As the Myriad case illustrates, patents on DNA do not serve the benefit of society or promote the progress of science. Instead, it removes the gene from the public domain and stifles research, innovation, improved genetic testing and development of treatment. One study on the effects of gene patents on the disease haemochromatosis found that further development on a genetic disease dropped thirty percent when a patent was granted on the gene. DNA patents are blocking patents, creating patent thickets and preventing further research thereby decreasing knowledge and information on targeted genes. Such blocking patents may harm the future of genomic testing and personalized medicines.
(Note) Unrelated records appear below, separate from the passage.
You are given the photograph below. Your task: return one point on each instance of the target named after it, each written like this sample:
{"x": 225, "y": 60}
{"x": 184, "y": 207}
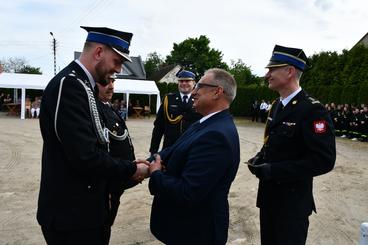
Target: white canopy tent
{"x": 39, "y": 82}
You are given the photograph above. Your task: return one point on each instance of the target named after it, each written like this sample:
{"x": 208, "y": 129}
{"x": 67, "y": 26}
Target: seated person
{"x": 8, "y": 99}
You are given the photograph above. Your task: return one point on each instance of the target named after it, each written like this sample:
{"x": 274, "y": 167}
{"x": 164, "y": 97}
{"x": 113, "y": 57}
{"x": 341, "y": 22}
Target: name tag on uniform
{"x": 289, "y": 124}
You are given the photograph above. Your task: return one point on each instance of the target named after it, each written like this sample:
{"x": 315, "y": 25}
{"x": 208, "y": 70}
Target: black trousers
{"x": 97, "y": 236}
{"x": 281, "y": 229}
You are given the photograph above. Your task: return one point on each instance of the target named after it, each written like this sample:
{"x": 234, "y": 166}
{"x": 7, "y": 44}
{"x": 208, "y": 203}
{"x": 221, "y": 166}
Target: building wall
{"x": 170, "y": 77}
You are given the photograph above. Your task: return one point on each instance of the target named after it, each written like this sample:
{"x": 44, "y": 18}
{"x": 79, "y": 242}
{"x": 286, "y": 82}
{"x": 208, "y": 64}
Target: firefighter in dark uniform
{"x": 73, "y": 204}
{"x": 119, "y": 142}
{"x": 299, "y": 144}
{"x": 175, "y": 114}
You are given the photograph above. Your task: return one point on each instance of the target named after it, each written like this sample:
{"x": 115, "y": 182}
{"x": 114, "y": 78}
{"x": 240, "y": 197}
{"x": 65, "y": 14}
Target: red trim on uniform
{"x": 320, "y": 126}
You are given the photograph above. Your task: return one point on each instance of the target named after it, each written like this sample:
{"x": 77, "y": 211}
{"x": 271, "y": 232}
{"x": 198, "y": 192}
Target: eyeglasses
{"x": 201, "y": 85}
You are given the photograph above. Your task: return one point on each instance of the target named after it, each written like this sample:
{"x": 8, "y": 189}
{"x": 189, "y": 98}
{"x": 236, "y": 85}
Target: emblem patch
{"x": 320, "y": 126}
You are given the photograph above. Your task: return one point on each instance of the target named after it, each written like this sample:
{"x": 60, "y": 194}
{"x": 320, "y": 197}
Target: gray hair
{"x": 298, "y": 74}
{"x": 225, "y": 80}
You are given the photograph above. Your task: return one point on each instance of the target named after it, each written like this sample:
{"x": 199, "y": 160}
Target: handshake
{"x": 260, "y": 169}
{"x": 146, "y": 168}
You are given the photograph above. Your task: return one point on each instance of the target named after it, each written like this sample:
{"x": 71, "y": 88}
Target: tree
{"x": 153, "y": 63}
{"x": 195, "y": 55}
{"x": 19, "y": 65}
{"x": 243, "y": 74}
{"x": 30, "y": 70}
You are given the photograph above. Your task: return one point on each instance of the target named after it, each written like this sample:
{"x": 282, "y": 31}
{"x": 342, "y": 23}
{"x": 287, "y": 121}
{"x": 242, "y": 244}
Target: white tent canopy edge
{"x": 35, "y": 81}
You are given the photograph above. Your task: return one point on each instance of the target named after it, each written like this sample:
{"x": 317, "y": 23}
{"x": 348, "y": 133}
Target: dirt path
{"x": 341, "y": 196}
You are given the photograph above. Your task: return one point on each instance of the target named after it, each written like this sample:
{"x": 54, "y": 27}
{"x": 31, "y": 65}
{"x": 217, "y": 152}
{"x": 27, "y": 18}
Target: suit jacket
{"x": 172, "y": 131}
{"x": 190, "y": 203}
{"x": 299, "y": 144}
{"x": 73, "y": 192}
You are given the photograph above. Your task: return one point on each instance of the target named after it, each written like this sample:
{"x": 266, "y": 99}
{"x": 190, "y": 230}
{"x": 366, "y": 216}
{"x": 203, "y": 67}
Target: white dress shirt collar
{"x": 286, "y": 100}
{"x": 208, "y": 116}
{"x": 182, "y": 95}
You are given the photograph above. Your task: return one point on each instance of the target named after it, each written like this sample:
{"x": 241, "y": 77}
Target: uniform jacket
{"x": 190, "y": 203}
{"x": 299, "y": 144}
{"x": 75, "y": 169}
{"x": 172, "y": 131}
{"x": 118, "y": 147}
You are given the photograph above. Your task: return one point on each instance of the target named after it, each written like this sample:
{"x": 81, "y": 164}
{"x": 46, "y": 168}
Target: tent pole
{"x": 23, "y": 105}
{"x": 127, "y": 106}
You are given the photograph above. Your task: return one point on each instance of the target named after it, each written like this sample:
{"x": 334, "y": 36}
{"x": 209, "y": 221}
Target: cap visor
{"x": 124, "y": 55}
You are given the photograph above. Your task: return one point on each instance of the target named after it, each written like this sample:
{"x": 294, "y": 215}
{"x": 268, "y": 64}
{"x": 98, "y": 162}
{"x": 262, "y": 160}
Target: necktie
{"x": 279, "y": 108}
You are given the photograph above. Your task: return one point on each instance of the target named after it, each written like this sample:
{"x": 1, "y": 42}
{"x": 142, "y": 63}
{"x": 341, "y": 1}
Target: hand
{"x": 141, "y": 173}
{"x": 262, "y": 171}
{"x": 156, "y": 164}
{"x": 144, "y": 161}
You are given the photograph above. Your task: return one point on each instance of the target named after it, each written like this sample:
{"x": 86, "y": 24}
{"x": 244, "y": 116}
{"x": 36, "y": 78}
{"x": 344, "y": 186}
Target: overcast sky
{"x": 240, "y": 29}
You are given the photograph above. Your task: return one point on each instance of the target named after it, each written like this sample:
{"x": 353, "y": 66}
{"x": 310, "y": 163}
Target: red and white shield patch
{"x": 320, "y": 126}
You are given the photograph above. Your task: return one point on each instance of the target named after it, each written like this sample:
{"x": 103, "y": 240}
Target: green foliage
{"x": 242, "y": 73}
{"x": 19, "y": 65}
{"x": 335, "y": 94}
{"x": 363, "y": 94}
{"x": 349, "y": 94}
{"x": 195, "y": 55}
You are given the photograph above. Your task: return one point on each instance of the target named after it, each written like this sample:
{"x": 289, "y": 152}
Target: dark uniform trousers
{"x": 172, "y": 119}
{"x": 299, "y": 144}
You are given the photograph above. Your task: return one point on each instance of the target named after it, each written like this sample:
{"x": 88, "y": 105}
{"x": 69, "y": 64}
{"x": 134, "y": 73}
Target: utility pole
{"x": 54, "y": 49}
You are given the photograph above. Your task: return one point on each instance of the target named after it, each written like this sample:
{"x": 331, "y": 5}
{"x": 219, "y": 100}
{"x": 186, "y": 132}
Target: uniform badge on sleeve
{"x": 320, "y": 126}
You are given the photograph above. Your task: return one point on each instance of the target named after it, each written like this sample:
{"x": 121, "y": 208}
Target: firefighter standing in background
{"x": 176, "y": 113}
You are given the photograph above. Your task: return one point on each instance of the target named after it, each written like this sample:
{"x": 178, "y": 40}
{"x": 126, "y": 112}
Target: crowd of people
{"x": 350, "y": 121}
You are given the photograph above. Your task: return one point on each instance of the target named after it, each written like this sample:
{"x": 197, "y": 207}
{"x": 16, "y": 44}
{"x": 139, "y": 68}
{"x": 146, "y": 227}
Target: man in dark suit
{"x": 175, "y": 114}
{"x": 299, "y": 143}
{"x": 190, "y": 203}
{"x": 73, "y": 205}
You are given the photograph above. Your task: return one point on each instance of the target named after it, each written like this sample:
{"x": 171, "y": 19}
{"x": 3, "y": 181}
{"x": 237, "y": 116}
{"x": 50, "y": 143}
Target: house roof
{"x": 158, "y": 75}
{"x": 363, "y": 40}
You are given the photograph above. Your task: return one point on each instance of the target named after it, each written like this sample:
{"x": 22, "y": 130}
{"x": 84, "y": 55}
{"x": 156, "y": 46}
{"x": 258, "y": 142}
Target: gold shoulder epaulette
{"x": 314, "y": 101}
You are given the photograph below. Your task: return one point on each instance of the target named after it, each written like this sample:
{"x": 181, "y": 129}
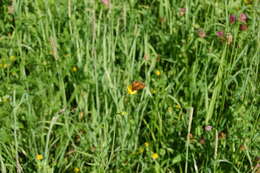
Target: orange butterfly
{"x": 136, "y": 85}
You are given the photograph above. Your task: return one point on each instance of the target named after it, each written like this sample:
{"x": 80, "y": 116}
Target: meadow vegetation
{"x": 129, "y": 86}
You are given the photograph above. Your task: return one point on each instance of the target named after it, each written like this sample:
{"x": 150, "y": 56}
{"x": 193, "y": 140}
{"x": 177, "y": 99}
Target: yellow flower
{"x": 155, "y": 156}
{"x": 76, "y": 170}
{"x": 130, "y": 90}
{"x": 146, "y": 144}
{"x": 74, "y": 69}
{"x": 157, "y": 72}
{"x": 39, "y": 157}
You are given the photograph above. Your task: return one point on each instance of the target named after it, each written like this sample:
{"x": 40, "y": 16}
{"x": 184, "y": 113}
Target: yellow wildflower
{"x": 130, "y": 90}
{"x": 76, "y": 170}
{"x": 74, "y": 69}
{"x": 146, "y": 144}
{"x": 39, "y": 157}
{"x": 155, "y": 156}
{"x": 157, "y": 72}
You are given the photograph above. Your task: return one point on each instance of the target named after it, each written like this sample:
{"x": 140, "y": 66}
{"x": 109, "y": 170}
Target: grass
{"x": 65, "y": 67}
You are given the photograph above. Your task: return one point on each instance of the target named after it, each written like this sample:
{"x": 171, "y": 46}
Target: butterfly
{"x": 136, "y": 85}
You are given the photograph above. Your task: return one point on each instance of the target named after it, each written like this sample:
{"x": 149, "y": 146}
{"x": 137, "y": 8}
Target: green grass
{"x": 65, "y": 67}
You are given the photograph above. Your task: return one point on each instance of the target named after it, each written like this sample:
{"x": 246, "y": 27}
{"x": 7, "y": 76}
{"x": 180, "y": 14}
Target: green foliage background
{"x": 65, "y": 67}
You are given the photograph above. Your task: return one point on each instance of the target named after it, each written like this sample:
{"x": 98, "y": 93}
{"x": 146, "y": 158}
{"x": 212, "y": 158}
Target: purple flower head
{"x": 232, "y": 19}
{"x": 220, "y": 34}
{"x": 243, "y": 27}
{"x": 105, "y": 2}
{"x": 182, "y": 11}
{"x": 208, "y": 128}
{"x": 242, "y": 17}
{"x": 201, "y": 33}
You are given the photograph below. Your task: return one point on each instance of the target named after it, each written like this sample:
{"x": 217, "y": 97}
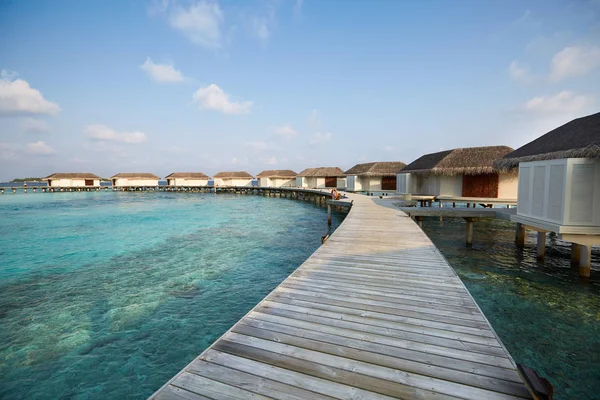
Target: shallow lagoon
{"x": 547, "y": 316}
{"x": 108, "y": 295}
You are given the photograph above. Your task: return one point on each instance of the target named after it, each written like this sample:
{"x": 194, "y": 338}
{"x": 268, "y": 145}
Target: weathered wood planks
{"x": 375, "y": 313}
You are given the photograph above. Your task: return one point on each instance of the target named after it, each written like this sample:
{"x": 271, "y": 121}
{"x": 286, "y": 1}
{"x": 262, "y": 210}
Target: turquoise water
{"x": 108, "y": 295}
{"x": 547, "y": 316}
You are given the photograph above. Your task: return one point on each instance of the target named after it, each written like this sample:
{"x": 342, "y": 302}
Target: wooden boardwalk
{"x": 374, "y": 313}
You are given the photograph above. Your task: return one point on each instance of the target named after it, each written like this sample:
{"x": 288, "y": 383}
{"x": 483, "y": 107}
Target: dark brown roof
{"x": 465, "y": 161}
{"x": 135, "y": 175}
{"x": 234, "y": 174}
{"x": 381, "y": 168}
{"x": 187, "y": 175}
{"x": 579, "y": 138}
{"x": 72, "y": 175}
{"x": 277, "y": 173}
{"x": 322, "y": 171}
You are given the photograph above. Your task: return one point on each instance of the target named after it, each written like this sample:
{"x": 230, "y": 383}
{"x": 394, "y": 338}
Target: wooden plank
{"x": 387, "y": 356}
{"x": 366, "y": 369}
{"x": 325, "y": 372}
{"x": 311, "y": 382}
{"x": 251, "y": 382}
{"x": 213, "y": 389}
{"x": 492, "y": 356}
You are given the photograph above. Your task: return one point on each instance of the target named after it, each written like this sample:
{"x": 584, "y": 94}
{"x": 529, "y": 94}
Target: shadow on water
{"x": 547, "y": 316}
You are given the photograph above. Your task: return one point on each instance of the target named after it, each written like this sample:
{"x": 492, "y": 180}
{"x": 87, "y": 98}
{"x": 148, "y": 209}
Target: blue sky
{"x": 163, "y": 86}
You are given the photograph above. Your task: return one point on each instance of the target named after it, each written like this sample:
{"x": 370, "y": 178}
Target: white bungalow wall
{"x": 119, "y": 182}
{"x": 70, "y": 182}
{"x": 277, "y": 182}
{"x": 406, "y": 183}
{"x": 187, "y": 182}
{"x": 247, "y": 182}
{"x": 564, "y": 191}
{"x": 353, "y": 184}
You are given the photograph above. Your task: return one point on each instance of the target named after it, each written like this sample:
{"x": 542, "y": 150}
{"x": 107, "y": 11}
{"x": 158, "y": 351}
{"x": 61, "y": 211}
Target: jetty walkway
{"x": 375, "y": 313}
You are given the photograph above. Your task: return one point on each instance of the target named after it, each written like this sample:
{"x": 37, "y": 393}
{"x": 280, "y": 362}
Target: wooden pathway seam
{"x": 375, "y": 313}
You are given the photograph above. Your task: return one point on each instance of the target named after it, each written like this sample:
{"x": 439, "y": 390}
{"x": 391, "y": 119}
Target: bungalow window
{"x": 480, "y": 186}
{"x": 388, "y": 183}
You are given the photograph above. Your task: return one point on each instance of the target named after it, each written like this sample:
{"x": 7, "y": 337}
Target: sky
{"x": 206, "y": 86}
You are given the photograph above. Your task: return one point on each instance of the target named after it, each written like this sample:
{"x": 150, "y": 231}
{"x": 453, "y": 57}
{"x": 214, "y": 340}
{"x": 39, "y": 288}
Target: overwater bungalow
{"x": 463, "y": 172}
{"x": 559, "y": 187}
{"x": 236, "y": 178}
{"x": 141, "y": 179}
{"x": 321, "y": 177}
{"x": 196, "y": 179}
{"x": 72, "y": 179}
{"x": 277, "y": 178}
{"x": 374, "y": 176}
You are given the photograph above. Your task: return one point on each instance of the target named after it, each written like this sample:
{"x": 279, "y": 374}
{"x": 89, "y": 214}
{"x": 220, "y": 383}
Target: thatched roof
{"x": 382, "y": 168}
{"x": 71, "y": 175}
{"x": 277, "y": 173}
{"x": 187, "y": 175}
{"x": 235, "y": 174}
{"x": 134, "y": 175}
{"x": 579, "y": 138}
{"x": 466, "y": 161}
{"x": 322, "y": 172}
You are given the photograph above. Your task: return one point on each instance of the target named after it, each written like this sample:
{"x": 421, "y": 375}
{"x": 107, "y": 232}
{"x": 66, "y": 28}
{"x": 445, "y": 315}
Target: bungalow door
{"x": 388, "y": 183}
{"x": 480, "y": 186}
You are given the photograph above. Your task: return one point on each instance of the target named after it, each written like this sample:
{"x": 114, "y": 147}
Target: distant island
{"x": 26, "y": 180}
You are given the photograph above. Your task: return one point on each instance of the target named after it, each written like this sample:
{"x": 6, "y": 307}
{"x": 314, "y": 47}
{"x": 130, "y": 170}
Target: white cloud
{"x": 564, "y": 102}
{"x": 39, "y": 148}
{"x": 200, "y": 23}
{"x": 161, "y": 73}
{"x": 34, "y": 125}
{"x": 18, "y": 98}
{"x": 519, "y": 72}
{"x": 103, "y": 133}
{"x": 285, "y": 131}
{"x": 320, "y": 138}
{"x": 213, "y": 97}
{"x": 8, "y": 75}
{"x": 257, "y": 146}
{"x": 8, "y": 151}
{"x": 574, "y": 61}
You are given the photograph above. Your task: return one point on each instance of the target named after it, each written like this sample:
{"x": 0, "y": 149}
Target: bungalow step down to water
{"x": 375, "y": 313}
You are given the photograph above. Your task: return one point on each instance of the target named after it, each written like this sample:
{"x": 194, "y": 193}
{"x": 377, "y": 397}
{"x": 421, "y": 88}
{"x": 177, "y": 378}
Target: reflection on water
{"x": 547, "y": 316}
{"x": 108, "y": 295}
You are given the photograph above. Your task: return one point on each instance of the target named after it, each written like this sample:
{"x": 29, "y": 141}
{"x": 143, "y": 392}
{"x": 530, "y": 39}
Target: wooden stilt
{"x": 469, "y": 231}
{"x": 520, "y": 235}
{"x": 541, "y": 246}
{"x": 575, "y": 253}
{"x": 585, "y": 261}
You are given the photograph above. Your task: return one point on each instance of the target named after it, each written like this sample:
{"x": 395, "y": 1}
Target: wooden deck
{"x": 374, "y": 313}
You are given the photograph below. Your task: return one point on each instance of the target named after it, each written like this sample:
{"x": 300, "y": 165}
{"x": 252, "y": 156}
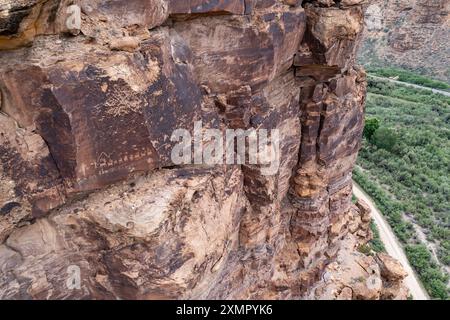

The highly detrimental effect patents have on diagnostic testing, future research and development, and the public health demonstrate that they are not an appropriate reward for the isolation or identification of DNA. Numerous non-patent mechanisms exist to induce and reward research and development and represent a superior alternative to the current practice of patenting DNA. Trade secrets, for example, may be used to protect investments in medical diagnostic technologies and biotechnology drugs. Although trade secrets are not without their own shortcomings, they represent an alternative.

Cash innovation inducement prizes may also be a more appropriate mechanism to stimulate investments in this area. Prizes can provide a more efficient way to promote innovation without creating the barrier of a patent. Because DNA patents represent basic information, these patents can be impossible to invent around and preempt all other uses of the DNA thereby foreclosing additional research and development. Exclusive rights therefore represent an inefficient, burdensome and inappropriate reward.

The United States currently provides for other sui generis forms of intellectual property, often where patent protection is not available. For example, exclusive rights on regulatory test data used to register new drugs or vaccines is available. Marketing exclusivity for development of drugs for “orphan diseases” and tax credits in clinical trials for these drugs may be granted. An FDA “priority review voucher” exists to reward research and development for rare tropical diseases. Such sui generis systems demonstrate that patents are not the sole means of reward and that other ways to induce research and development are often necessary.

Patenting of DNA negatively impacts the progress of science, further research and development, the availability of primary genetic diagnostic testing, and second opinions. Patents eliminate competition and give the exclusive right holder no incentive to ensure that their tests are of high quality that effectively and accurately identifies genetic mutations. They are therefore harmful to patients. It has been estimated that one of every eight women in the United States will develop invasive breast cancer during her lifetime; patents over the BRCA1 and BRCA2 genes may block many of these women from the opportunity to have testing done because of the high monopoly price which is cost-prohibitive and many insurance companies do not cover. It is extremely unfortunate that women are being denied access to critical information about their own genes and that those who can afford the testing cannot be assured of their accuracy. We therefore recommend that USPTO evaluate and look at alternate forms of rewards that may be used to reward research and development in the field of genetic diagnostic testing.